Le second levier sur lequel l’intelligence artificielle sera sans doute incapable d’agir à court terme, c’est l’optimisation continue des process. Il faut aujourd’hui toute l’expertise d’un consultant humain pour améliorer la prise en compte des dossiers clients, imaginer les nouveaux contenus et les actions nécessaires pour l’amélioration de l’expérience de ceux-ci, penser à changer la photo d’un produit, à ajouter une entrée dans une Foire aux Questions ou un type d’action à un service numérique. Pour douée qu’elle soit, l’IA ne pense que dans le cadre qu’on lui a défini et ne proposera aucune amélioration de son service ou meilleure intégration du workflow de l’entreprise.

Un outil comme un autre

95% des interactions-clients traités par une intelligence artificielle ? Si la promesse semble tentante sur le papier, elle ressemble toutefois aujourd’hui à une promesse avant tout technologique et surtout marketing qui ne correspond pas aux objectifs premiers d’un programme CRM : l’amélioration continue de la satisfaction et de l’expérience utilisateur.

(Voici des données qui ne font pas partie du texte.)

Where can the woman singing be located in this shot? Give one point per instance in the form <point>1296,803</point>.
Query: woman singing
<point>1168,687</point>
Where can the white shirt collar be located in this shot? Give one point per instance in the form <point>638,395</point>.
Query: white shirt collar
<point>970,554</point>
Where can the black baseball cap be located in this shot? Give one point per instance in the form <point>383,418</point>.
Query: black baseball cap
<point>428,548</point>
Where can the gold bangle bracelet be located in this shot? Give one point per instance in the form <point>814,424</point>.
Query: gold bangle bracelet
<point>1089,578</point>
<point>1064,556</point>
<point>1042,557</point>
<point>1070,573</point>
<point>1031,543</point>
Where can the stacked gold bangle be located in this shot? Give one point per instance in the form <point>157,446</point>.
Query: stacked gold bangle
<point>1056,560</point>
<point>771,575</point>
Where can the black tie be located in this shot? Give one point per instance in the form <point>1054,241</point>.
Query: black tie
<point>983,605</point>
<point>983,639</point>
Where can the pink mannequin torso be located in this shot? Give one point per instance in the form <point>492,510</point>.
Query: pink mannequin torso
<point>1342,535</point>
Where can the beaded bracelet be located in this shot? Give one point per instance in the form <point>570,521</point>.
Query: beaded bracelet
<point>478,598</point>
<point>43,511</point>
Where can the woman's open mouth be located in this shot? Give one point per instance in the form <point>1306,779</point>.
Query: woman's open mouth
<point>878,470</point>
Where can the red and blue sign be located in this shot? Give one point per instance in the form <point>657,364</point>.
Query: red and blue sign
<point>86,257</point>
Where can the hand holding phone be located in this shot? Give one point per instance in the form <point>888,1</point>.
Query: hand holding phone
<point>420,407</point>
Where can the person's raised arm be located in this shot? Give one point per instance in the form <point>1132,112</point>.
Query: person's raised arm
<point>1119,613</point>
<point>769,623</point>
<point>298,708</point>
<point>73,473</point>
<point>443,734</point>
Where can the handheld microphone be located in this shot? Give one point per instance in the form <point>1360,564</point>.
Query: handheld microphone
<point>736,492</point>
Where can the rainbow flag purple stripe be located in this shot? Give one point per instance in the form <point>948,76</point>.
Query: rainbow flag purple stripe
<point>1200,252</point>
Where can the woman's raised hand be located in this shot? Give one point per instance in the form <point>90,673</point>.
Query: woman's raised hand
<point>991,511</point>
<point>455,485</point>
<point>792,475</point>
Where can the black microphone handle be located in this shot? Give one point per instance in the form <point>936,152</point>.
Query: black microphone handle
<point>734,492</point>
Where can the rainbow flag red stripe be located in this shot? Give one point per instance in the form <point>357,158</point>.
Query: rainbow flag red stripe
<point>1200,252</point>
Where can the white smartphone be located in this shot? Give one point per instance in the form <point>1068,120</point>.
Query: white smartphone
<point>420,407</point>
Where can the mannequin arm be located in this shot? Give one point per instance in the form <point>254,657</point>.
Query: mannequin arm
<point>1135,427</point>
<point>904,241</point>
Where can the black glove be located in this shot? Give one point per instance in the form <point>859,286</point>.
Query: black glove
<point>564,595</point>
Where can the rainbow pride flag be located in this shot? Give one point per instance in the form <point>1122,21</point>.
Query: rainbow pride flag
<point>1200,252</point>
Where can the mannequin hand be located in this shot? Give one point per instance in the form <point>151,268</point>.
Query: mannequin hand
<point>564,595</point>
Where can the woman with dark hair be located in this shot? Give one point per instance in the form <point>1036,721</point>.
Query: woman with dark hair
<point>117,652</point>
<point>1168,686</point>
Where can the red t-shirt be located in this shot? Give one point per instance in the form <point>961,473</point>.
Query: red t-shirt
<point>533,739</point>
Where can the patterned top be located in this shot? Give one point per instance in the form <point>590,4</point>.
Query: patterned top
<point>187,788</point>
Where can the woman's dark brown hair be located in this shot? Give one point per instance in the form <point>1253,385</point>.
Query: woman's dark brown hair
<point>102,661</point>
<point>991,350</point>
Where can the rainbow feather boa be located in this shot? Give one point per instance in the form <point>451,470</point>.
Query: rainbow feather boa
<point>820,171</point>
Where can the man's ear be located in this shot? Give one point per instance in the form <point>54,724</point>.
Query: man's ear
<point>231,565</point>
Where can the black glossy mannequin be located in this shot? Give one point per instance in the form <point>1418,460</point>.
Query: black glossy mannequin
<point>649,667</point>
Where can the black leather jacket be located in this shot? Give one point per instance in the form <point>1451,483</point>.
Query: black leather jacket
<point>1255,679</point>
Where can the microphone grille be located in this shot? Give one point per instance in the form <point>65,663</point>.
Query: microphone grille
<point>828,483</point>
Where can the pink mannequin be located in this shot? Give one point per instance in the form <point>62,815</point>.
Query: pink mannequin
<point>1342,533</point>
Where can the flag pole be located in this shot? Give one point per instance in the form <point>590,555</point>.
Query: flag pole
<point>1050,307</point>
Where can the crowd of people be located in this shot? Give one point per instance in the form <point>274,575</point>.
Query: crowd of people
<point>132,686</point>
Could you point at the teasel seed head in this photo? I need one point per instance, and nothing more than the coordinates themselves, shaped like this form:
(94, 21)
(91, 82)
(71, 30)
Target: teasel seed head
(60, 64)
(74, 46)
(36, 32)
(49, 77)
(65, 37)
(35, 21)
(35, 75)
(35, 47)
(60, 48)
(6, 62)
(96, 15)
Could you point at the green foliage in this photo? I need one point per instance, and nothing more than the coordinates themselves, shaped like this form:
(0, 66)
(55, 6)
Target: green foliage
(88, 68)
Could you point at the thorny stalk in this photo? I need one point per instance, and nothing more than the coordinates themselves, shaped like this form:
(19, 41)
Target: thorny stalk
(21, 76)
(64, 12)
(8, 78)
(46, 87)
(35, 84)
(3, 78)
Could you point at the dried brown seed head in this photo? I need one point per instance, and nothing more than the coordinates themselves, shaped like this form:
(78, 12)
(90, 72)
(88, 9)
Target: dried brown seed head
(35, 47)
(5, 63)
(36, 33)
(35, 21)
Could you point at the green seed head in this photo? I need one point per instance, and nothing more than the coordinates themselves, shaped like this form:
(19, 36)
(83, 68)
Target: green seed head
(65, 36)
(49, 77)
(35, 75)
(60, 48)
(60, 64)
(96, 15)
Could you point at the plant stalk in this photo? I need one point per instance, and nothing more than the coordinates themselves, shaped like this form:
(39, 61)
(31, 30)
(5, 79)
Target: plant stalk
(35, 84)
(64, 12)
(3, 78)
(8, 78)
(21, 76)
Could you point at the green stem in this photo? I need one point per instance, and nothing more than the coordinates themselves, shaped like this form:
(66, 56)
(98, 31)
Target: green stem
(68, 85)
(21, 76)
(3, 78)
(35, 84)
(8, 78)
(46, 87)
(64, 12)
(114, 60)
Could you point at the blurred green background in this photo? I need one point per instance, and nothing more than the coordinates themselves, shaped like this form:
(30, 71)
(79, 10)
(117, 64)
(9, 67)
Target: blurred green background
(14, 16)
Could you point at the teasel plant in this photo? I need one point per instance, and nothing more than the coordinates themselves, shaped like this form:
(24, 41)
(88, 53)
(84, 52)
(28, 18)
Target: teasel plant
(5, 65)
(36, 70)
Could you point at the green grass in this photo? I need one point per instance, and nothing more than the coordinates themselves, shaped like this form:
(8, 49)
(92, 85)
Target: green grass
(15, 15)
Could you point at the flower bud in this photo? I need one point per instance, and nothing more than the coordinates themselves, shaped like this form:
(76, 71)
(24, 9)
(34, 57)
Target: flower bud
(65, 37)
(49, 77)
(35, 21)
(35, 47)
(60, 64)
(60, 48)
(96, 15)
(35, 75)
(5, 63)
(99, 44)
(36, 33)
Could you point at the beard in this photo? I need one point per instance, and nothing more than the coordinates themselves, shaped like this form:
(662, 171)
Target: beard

Comme dans d’autres domaines, une fois la hype retombée, il est important de considérer l’intelligence artificielle comme ce qu’elle est : un outil de plus. Rien d’autre.

Et comme tous les outils, elle s’inscrit dans un écosystème déjà complexe, dans une organisation, des workflows qui répondent déjà à une partie des besoins de l’entreprise. Alors avant de céder aux sirènes de l’optimisation technologique, posez-vous la question des vrais points de faiblesse de votre relation client : est-ce un manque d’interaction ? Un déficit de contenu ? Un manque de moyen – que l’IA ne résoudra pas – ou encore des lacunes dans vos données et la personnalisation de vos messages ?

L’IA peut faire partie des réponses, mais elle ne sera certainement pas la panacée. Et surtout ne remplacera jamais un investissement à long terme dans l’humain.